Per questi motivi è importante l’appello collettivo perché, tutti insieme, senza demagogia e partigianeria si possa lavorare tutti insieme per il futuro del Pianeta, ripristinandolo e al tempo stesso ristorandolo, con nuove foreste, con nuovi alberi, con la condizione degli animali che non sia quella dell’allevamento di massa, che offende la dignità stessa di qualsiasi essere vivente, e quindi della ragione d’essere del Creato.
Tutte le Scritture, di qualsiasi religione, hanno un unico comun denominatore, il rispetto della dignità e dell’essere umano, con il nucleo dei suoi diritti inalienabili, che sgorgano dalla vita, e sono piantati, con radici profonde, nell’humus di una millenaria civiltà, che va anche oltre quella Giudaico Cristiana.

Bisogna superare anche le ideologie e guerre di religione, anche la religione del comunismo deve essere superata, anche perché è stata agitata per compiere crimini contro l’umanità dai Gulag sovietici, ai grandi stermini cinesi.

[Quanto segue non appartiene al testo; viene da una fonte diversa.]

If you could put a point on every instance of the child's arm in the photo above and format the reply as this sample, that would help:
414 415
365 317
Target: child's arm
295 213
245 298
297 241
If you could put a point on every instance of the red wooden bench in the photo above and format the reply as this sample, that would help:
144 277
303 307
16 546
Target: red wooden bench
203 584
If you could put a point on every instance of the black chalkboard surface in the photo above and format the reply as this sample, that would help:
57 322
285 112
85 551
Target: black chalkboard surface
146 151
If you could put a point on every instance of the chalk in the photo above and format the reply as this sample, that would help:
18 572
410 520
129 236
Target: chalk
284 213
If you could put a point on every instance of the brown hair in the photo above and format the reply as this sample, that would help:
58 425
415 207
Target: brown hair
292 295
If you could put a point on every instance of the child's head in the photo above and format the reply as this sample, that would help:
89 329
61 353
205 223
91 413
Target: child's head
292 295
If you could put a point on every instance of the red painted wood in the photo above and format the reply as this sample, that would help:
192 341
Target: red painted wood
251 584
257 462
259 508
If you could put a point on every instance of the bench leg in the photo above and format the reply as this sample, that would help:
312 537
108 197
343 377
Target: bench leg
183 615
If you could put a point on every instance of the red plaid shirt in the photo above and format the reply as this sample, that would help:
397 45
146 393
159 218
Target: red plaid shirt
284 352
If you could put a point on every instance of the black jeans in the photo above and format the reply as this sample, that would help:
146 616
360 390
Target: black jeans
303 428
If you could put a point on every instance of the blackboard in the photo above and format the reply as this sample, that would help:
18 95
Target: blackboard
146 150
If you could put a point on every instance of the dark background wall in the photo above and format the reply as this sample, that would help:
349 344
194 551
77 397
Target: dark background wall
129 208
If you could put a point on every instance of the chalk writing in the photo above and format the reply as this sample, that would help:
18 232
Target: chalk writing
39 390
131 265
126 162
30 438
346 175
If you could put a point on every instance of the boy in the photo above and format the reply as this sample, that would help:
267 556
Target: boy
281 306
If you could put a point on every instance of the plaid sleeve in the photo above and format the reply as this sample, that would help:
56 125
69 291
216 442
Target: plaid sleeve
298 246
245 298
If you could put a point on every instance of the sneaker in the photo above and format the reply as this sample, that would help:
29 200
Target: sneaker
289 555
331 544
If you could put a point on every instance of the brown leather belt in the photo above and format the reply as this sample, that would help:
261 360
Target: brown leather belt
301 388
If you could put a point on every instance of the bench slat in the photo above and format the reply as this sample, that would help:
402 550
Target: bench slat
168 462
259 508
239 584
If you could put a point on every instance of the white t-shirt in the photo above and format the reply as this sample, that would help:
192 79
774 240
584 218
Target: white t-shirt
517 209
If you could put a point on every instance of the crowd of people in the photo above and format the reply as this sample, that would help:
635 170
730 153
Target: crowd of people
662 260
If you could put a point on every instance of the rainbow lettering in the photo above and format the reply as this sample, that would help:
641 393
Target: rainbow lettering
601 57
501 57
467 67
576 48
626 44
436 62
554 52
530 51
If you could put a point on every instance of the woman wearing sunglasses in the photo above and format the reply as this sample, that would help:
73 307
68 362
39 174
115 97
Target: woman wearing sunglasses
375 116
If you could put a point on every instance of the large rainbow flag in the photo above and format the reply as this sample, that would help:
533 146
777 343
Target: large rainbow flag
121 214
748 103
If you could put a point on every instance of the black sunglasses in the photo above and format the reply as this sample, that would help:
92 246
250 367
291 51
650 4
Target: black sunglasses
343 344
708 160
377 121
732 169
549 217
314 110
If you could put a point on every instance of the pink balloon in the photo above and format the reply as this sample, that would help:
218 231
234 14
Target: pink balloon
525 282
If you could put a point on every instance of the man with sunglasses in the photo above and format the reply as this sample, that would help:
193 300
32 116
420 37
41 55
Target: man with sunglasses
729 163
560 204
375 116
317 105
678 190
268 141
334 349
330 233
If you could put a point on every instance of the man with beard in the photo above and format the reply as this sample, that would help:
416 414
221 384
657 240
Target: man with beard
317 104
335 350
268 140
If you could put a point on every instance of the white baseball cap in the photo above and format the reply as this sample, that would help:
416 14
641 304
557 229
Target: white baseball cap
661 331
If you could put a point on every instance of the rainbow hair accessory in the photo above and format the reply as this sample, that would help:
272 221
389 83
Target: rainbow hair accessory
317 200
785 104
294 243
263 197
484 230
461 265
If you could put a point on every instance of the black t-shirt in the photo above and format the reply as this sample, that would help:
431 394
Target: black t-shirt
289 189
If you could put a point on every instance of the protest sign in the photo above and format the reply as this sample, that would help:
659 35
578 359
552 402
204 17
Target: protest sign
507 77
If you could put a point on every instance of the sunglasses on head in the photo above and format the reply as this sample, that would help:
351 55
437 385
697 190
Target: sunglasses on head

Occorre far cadere questo velo di omertà e di ipocrisia, e le incrostazioni ottocentesche che ancora animano molte delle attuali forze politiche in Italia, e Stati nel mondo, come pure la demagogia del respingimento, ovvero della negazione della dignità dell’essere umano a tutti i livelli.
Occorre pure superare la religione da ambientalismo da salotto, fine a se stesso, agitato su Facebook, e governato nei salotti, rimboccarci le mani tutti, per ripulire l’ambiente, bonificarlo e metterlo in sicurezza, così da ridurre anche il numero delle neoplasie, che provocano sofferenza e morte.
No alle etichette farneticanti che hanno costituito la foglia di fico per alimentare delle carriere personali, oppure di partiti personali, privi di democrazia e di un percorso condiviso e democratico, di partecipazione effettiva di tutto il popolo, anche di chi, eventualmente, non condivide queste idee, perché ci sia un confronto chiaro e leale, e così produttivo nella sintesi.